For those who are troubled with EXCESSIVE SWEATING, tepid sponging of the neck, face, chest and hands with equal parts of vinegar and water at bedtime is useful and agreeable.
Convulsions may frequently be cut short by turning the patient on the left side; but as soon as possible put the feet in a basin of warm water in which is a little mustard, and apply a cloth saturated with cold water to the forehead.
A woman who suffers acute pain in the pelvic region a few days antecedent to the menstrual flux, should take a WARM SITZ BATH of fifteen minutes’ duration before retiring at night.
The ENEMA OF TEPID WATER may be useful in constipation, and in looseness of bowels, in spasmodic colic, and in painful menstruation; also for piles. The temperature of the enema should be agreeable to the patient.
The itching that accompanies many skin diseases is much reduced by a warm bath containing a handful of borax, and a handful of bicarbonate of soda, in about thirty gallons of water.
Those who practice daily bathing, and indulge freely in COLD WATER, are seldom troubled with a cold. Frequent bathing, the head being well dipped, will brace the system and render a person proof against draughts.
There are many obstinate affections of the head that have been known to give way to affusion of COLD WATER upon the part. For inflammation of the brain, headache, earache, drunkenness, delirium tremens, the delirium of fever, epilepsy, rheumatism of the head, diseases of the eye, deafness, loss of smell and taste, and in nose bleed this remedy may be brought to bear. One mode of taking the HEAD BATH is for the patient to lie down, placing the back of his head in a shallow dish filled only an inch or two with water.

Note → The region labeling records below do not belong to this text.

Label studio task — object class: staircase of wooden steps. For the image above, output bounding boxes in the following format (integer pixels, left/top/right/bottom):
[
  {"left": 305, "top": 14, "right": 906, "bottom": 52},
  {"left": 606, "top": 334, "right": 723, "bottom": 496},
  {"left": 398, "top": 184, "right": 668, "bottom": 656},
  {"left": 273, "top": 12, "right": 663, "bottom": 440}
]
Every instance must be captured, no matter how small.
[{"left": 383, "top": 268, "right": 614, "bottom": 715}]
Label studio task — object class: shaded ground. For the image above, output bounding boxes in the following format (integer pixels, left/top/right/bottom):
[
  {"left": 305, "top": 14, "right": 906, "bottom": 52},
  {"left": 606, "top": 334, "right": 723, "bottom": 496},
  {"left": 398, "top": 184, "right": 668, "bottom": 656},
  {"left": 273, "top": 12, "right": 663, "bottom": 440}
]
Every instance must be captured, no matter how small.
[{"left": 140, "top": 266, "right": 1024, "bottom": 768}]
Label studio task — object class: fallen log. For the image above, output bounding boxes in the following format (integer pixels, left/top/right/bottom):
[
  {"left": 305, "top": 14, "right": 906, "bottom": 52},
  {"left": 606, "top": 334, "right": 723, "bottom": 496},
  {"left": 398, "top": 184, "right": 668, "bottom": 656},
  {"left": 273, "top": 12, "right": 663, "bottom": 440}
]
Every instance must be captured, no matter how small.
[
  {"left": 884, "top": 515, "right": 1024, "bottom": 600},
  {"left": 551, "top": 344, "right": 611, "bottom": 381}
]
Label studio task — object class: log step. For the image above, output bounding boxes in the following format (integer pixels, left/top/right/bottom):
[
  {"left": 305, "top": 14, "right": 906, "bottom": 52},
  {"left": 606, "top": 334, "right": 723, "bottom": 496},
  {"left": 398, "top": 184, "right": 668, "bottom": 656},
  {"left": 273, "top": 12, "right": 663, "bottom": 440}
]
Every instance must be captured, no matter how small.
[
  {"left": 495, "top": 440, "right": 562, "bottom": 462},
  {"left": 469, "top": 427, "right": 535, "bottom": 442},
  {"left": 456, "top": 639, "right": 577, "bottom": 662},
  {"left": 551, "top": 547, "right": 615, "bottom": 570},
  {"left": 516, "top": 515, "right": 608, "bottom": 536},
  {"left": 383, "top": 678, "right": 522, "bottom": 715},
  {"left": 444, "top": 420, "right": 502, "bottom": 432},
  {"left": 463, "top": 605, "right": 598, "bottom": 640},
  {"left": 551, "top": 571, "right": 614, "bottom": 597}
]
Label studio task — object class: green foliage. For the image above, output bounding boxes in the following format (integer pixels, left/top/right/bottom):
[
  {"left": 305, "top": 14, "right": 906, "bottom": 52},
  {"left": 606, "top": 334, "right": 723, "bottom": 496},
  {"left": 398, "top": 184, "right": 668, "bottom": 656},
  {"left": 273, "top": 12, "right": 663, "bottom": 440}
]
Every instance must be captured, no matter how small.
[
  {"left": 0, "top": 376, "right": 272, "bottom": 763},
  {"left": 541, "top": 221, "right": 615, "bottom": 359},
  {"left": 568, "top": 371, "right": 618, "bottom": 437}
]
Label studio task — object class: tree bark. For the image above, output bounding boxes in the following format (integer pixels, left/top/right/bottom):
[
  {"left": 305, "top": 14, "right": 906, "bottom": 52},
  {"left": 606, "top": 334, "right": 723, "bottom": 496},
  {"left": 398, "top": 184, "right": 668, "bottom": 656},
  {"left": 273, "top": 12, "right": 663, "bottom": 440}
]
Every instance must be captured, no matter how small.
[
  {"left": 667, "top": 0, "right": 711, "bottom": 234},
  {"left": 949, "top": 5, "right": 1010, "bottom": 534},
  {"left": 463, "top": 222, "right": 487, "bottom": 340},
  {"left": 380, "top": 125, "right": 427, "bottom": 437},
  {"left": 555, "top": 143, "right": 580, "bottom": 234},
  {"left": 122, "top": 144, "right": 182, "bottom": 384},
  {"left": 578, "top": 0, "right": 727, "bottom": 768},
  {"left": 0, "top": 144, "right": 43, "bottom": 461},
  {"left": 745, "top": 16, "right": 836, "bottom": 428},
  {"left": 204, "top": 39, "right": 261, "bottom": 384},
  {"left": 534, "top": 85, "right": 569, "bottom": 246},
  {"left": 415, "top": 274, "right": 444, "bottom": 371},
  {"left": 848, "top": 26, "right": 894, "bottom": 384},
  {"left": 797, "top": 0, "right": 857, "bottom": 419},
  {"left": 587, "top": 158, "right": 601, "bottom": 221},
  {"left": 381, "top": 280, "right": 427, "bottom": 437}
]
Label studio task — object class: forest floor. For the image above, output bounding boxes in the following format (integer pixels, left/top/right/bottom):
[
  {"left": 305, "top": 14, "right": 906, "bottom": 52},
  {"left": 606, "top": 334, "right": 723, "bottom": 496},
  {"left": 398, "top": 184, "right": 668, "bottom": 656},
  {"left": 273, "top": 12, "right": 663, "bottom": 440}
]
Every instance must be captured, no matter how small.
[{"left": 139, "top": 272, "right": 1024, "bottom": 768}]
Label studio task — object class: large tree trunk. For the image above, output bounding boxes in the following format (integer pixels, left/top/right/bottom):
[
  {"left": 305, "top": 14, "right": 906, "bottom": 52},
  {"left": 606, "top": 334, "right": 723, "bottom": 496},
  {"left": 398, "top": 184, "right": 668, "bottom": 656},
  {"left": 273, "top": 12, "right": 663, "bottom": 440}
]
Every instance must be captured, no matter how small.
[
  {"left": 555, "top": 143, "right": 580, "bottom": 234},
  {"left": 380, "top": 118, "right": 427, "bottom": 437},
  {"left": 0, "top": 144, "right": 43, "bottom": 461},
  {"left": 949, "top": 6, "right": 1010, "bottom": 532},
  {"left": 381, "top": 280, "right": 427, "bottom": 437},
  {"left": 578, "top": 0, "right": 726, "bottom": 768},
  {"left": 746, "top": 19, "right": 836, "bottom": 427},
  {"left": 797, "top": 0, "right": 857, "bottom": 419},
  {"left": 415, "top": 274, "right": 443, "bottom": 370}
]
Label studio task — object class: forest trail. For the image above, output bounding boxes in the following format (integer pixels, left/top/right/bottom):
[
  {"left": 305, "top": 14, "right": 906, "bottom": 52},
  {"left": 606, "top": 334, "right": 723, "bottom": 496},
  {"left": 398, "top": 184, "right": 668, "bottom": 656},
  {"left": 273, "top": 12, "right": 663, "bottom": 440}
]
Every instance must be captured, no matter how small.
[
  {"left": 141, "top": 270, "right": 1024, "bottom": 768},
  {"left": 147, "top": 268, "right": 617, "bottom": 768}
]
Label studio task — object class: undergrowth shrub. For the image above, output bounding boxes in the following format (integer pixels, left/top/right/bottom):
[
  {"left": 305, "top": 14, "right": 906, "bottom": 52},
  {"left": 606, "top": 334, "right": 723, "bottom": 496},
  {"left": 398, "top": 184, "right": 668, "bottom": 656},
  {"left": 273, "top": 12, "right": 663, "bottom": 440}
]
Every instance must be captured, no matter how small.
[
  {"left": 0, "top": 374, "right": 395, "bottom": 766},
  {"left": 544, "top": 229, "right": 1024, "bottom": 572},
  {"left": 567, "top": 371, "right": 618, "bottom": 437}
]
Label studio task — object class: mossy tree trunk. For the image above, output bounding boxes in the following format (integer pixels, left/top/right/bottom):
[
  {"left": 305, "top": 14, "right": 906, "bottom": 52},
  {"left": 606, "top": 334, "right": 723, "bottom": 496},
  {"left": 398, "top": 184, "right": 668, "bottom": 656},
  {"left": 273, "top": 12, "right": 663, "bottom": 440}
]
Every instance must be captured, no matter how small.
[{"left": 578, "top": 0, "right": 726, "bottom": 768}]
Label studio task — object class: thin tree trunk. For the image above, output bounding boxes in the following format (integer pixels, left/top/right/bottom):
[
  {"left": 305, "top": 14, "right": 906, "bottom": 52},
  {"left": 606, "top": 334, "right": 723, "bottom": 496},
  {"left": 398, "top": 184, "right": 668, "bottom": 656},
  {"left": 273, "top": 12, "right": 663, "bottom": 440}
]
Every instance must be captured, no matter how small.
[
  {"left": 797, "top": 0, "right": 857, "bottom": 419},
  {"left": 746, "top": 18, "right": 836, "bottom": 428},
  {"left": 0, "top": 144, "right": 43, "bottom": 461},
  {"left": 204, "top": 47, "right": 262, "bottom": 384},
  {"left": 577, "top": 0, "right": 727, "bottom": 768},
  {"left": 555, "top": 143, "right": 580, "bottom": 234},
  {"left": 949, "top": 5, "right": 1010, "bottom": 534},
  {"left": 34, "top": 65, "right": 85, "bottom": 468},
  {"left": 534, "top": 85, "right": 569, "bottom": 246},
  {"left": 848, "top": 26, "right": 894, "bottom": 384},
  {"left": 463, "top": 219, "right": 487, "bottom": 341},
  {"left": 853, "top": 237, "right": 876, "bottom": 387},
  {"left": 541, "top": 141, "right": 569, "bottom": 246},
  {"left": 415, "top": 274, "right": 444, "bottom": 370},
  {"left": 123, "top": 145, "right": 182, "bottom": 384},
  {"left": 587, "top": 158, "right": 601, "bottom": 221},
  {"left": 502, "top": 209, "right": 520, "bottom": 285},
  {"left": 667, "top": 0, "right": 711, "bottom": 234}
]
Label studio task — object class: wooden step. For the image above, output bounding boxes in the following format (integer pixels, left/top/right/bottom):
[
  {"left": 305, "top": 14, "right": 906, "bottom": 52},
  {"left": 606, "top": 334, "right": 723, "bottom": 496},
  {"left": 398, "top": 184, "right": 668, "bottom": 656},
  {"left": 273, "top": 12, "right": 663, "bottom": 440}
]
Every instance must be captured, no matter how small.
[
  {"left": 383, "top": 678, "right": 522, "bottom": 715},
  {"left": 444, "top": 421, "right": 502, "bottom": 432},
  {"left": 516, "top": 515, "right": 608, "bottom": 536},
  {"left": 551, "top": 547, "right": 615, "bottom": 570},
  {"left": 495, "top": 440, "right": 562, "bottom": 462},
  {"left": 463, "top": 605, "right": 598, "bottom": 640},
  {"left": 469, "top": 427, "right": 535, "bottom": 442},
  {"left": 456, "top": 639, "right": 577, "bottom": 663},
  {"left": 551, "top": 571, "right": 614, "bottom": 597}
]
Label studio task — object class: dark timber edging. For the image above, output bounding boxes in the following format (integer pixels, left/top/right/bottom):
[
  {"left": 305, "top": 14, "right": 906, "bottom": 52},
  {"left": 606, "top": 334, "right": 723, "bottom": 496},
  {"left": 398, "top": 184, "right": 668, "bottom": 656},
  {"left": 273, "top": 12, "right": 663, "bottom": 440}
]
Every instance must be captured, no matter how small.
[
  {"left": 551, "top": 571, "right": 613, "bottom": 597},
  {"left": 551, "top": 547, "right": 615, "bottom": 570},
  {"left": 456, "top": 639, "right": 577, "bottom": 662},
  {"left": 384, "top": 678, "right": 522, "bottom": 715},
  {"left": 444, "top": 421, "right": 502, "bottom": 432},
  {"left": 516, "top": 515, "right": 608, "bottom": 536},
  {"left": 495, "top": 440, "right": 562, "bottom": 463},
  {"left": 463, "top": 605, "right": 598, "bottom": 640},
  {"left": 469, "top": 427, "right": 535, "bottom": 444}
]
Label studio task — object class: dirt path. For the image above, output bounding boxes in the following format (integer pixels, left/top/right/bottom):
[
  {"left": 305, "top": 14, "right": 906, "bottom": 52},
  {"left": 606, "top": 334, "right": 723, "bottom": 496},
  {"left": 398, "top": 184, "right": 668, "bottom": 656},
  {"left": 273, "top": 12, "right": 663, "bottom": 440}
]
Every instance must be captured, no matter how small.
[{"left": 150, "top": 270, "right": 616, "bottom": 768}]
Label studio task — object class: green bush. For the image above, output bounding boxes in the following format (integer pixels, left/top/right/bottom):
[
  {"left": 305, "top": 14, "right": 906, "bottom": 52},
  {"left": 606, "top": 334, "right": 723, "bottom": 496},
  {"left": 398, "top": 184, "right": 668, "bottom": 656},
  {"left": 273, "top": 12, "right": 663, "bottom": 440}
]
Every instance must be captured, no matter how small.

The WET GIRDLE is a useful medical appliance to give tone and strength to certain parts. Two and a half or three yards of good toweling with tapes arranged at one end, the corners of which have been turned over so as to form a point, is a good girdle. It should pass about three times around the body; one-half having been wet and put on so as to have two thicknesses of the wet part upon the abdomen and one upon the back. The girdle may be worn every day, but the folded wet sheet is used for a time in febrile diseases, such as inflammation of the lungs, or of the bowels, colic, cholera morbus, &c. Fold a common coarse sheet four double; wet two thicknesses of this in cold water to come next the body; have the patient lie in bed with the four thicknesses around her, using warm bricks, bottles, &c., for the feet.
A table spoonful of CHARCOAL powdered, stirred into a glass of water and drank at once, is excellent in many cases of headache from SOUR STOMACH, FLATULENCE, &c.
Children who complain of choking sensations in the throat (caused by worms), may find relief from swallowing salt and water.